La voix d'Agamemnon s'éleva finalement depuis les sombres replis de son visage, empreinte d'une patience sûrement acquise au prix de nombreux efforts :
En effet, j'ai la meilleure armée au monde. Et tu y es le bienvenu, jeune prince de Phtie, dit-il avec un sourire tranchant. Quel dommage que tu aies été si long à nous rejoindre !
Achille n'eut pas le loisir de répondre aux sous entendus contenus dans cette déclaration, car Agamemnon avait déjà enchaîné d'un ton tonitruant :
Hommes de Grèce, nous avons assez perdu de temps. Nous partirons pour Troie demain.
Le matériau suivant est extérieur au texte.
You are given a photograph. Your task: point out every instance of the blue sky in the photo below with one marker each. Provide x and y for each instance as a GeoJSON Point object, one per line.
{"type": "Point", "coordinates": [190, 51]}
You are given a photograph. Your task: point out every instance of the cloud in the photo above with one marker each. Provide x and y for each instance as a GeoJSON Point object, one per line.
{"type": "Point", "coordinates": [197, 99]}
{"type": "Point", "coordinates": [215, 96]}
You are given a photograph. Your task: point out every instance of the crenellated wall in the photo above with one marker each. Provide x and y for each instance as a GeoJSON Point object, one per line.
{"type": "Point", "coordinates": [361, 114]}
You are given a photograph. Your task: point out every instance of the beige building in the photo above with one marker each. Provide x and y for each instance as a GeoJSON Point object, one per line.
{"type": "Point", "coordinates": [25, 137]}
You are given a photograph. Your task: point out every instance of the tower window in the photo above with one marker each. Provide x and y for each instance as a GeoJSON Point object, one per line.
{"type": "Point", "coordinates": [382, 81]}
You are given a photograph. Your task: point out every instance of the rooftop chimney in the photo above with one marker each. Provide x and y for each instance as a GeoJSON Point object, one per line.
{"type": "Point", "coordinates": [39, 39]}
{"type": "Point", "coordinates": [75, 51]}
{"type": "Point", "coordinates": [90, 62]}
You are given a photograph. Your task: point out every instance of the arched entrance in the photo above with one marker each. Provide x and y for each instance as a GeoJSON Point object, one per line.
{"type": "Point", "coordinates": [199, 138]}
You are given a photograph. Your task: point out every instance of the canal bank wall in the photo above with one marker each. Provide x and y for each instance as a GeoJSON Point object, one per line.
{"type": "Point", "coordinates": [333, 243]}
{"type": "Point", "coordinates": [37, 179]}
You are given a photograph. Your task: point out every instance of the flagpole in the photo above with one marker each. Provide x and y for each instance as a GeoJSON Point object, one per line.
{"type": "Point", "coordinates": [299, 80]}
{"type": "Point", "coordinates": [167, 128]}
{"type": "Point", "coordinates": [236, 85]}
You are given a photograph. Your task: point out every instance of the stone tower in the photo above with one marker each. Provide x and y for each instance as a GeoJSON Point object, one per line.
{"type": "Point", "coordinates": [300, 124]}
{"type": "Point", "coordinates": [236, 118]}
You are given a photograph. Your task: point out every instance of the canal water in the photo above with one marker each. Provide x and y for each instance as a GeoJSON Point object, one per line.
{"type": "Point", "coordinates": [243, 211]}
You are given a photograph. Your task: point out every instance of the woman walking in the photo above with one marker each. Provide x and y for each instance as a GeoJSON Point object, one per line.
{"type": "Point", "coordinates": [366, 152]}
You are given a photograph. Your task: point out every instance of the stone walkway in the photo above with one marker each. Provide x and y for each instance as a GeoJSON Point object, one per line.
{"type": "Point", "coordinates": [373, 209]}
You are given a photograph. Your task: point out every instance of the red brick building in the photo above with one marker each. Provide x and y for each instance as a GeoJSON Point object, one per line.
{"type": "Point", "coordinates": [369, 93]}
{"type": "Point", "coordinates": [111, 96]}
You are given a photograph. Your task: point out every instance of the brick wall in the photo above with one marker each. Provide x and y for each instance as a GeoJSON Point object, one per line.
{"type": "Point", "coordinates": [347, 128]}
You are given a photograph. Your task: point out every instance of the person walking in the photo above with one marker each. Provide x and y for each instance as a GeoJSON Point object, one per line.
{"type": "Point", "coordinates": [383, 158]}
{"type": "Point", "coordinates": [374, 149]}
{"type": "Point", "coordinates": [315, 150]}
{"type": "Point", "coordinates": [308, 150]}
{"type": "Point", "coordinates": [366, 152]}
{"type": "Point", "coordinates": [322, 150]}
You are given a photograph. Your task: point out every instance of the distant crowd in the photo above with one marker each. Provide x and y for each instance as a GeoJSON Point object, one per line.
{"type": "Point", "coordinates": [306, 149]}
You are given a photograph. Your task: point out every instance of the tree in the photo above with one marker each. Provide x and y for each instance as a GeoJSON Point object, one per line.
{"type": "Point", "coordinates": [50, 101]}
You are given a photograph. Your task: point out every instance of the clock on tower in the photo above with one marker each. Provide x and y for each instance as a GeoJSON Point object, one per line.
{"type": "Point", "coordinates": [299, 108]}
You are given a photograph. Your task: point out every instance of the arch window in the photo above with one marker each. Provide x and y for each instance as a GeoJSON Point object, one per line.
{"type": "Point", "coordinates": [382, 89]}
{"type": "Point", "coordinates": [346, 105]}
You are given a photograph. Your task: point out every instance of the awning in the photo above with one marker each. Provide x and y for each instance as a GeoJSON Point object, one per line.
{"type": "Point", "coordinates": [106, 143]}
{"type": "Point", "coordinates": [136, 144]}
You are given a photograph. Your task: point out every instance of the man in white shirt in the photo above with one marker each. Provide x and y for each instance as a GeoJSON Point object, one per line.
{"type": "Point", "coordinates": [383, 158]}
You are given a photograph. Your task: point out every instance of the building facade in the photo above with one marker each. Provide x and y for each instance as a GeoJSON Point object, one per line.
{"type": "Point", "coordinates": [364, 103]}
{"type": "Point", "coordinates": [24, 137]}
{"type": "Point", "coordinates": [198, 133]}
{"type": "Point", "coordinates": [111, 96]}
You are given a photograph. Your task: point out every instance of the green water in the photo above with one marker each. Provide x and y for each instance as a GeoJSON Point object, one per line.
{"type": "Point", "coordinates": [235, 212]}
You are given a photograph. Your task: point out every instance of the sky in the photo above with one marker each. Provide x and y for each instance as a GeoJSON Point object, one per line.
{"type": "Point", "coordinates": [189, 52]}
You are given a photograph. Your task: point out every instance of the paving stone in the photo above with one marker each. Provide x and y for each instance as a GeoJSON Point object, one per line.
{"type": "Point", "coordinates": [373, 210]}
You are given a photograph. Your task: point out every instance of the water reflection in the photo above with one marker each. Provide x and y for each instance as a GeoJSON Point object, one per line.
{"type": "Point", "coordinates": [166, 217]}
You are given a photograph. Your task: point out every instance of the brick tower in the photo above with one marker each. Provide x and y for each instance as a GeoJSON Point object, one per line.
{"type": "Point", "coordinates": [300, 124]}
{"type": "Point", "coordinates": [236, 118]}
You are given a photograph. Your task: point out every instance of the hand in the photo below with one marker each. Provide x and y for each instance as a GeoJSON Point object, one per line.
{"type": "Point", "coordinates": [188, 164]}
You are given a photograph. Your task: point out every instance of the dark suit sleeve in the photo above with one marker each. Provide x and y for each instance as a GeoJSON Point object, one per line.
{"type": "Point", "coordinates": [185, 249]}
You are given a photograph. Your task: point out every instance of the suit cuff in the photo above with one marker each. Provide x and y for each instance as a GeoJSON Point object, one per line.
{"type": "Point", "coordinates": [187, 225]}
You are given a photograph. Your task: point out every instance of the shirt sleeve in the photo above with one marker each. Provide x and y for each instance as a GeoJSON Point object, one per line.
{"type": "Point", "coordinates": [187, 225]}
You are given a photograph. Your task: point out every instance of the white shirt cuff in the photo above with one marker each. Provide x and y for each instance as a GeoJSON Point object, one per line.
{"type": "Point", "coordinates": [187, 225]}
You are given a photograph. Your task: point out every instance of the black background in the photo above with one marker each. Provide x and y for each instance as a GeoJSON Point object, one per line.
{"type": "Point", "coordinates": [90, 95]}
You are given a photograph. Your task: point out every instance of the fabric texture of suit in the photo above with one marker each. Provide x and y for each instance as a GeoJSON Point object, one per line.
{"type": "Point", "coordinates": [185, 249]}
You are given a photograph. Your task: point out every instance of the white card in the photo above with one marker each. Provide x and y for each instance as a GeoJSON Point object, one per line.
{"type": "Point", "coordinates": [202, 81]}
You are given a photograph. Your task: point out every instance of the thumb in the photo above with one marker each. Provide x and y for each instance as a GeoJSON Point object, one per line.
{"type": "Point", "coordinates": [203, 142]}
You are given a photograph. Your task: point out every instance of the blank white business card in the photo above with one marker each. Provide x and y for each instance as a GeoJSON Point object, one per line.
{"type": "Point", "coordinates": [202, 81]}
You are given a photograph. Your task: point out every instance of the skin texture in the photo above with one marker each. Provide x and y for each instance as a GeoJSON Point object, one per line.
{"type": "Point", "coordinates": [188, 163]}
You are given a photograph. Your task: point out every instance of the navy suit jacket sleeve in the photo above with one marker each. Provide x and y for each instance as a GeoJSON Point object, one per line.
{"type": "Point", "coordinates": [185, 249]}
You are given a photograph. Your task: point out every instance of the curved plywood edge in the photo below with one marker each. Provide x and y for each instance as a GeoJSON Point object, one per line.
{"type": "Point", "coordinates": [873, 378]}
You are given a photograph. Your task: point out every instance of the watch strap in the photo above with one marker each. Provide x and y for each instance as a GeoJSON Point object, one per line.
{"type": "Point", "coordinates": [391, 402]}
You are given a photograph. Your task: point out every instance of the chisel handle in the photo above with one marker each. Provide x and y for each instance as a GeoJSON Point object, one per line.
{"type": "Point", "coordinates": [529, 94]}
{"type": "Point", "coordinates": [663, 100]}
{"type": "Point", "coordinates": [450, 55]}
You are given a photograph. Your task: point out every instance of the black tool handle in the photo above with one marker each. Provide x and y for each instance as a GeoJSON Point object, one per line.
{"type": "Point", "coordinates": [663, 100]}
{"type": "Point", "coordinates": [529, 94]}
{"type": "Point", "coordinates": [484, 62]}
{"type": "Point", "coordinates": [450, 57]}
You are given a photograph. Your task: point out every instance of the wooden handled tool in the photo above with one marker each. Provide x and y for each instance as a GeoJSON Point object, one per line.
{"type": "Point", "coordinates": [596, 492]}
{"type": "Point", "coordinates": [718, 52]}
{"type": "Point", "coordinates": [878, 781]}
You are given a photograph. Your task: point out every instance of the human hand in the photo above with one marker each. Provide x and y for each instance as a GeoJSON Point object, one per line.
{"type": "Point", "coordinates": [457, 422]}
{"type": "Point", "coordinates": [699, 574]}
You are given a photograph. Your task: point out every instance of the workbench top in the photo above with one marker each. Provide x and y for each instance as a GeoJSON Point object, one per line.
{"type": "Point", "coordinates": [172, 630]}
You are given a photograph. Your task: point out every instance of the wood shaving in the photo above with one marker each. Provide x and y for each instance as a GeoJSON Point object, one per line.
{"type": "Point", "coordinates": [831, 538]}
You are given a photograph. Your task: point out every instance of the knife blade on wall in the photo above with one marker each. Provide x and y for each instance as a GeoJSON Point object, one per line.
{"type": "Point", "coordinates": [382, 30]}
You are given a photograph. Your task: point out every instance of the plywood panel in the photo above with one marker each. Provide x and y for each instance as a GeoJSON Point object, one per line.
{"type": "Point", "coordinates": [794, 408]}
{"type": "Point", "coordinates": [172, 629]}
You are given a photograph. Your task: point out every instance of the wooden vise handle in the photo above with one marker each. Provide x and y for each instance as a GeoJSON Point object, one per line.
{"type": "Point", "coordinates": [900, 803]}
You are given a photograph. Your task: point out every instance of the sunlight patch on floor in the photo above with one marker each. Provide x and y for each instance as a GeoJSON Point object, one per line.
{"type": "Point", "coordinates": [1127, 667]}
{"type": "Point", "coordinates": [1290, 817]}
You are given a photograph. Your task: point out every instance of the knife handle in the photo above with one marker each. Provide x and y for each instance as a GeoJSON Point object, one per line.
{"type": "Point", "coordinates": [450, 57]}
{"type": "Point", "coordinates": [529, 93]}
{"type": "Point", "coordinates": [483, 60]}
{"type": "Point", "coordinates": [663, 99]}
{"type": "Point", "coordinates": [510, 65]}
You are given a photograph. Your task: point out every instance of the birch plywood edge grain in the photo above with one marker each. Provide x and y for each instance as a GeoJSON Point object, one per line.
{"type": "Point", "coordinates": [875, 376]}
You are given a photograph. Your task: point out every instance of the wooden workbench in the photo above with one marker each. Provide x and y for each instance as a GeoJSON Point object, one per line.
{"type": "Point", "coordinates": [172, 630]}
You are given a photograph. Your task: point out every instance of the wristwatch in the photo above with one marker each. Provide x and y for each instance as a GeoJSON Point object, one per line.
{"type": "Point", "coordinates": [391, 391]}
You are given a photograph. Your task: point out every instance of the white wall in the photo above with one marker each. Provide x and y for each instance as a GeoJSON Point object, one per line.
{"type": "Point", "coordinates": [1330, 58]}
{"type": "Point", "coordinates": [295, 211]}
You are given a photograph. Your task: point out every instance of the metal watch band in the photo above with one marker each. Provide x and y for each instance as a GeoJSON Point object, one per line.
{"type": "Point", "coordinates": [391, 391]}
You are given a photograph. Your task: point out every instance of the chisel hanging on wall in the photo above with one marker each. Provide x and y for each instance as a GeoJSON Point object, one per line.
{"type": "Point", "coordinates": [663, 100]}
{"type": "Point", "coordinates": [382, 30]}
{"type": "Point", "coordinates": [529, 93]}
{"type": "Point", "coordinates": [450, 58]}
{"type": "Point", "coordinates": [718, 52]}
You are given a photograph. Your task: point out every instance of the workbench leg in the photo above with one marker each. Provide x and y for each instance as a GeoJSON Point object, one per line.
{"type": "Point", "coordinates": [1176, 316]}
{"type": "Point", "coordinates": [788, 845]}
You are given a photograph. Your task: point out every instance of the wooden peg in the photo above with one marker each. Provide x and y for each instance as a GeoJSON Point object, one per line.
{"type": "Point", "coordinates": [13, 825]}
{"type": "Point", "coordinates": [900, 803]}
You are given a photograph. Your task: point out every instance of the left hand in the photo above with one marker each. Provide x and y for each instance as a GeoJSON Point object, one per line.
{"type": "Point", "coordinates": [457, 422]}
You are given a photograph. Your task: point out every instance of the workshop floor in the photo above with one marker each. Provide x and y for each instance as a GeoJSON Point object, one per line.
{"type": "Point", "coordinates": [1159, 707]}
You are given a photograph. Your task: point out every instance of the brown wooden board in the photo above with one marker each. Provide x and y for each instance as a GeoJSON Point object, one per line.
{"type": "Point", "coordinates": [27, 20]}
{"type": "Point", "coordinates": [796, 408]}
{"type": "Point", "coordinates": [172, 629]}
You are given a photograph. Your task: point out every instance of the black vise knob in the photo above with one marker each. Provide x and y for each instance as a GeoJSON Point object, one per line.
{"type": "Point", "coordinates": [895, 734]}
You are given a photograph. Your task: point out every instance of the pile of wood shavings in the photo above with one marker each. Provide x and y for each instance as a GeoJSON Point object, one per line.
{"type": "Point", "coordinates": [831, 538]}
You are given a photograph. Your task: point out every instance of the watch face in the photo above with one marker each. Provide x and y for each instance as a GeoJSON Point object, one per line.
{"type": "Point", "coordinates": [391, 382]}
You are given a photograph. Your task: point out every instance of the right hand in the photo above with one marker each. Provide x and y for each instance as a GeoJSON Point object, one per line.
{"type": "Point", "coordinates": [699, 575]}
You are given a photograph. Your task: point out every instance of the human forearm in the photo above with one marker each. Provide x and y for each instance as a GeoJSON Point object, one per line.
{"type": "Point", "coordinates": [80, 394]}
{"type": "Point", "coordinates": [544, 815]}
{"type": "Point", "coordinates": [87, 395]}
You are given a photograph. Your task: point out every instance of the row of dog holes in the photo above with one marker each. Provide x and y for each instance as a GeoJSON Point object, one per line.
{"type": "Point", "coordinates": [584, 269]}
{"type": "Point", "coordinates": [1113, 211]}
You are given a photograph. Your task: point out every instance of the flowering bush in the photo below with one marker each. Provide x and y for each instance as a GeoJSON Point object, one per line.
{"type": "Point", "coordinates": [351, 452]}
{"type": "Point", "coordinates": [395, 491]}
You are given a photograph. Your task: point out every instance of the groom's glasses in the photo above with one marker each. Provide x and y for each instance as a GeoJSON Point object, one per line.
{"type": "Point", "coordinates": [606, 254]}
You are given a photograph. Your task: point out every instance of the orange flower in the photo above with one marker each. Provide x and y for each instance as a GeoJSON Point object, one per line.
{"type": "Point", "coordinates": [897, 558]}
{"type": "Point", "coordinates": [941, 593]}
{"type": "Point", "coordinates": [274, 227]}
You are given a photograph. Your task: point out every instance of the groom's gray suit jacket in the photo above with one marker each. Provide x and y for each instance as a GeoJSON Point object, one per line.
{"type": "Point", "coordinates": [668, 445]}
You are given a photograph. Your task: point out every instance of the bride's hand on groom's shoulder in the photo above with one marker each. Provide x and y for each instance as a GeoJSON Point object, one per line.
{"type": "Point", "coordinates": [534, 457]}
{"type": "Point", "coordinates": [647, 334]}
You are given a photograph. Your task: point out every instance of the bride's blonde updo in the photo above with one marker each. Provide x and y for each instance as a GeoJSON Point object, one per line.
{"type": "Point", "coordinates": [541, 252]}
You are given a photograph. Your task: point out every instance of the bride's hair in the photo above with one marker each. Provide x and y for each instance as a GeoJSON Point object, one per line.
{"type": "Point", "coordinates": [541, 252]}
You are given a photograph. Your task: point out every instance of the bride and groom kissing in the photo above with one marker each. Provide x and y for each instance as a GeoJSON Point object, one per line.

Allez vous préparer dans vos camps.
Sur ce, il fit volte-face d'un air déterminé avant de s'éloigner au pas de course le long de la plage.
Les rois constituant son cercle rapproché, Ulysse, Diomède, Nestor, Ménélas et quelques autres, le suivirent aussitôt, puis se dispersèrent pour rejoindre leurs navires. En revanche, le reste des souverains s'attarda, désireux de rencontrer le nouveau héros : le Thessalien Eurypyle, Antiloque de Pylos, Mérion de Crète et le médecin Podalyre, des hommes attirés ici par la gloire ou liés par leur serment, venus des quatre coins rocailleux de nos contrées.”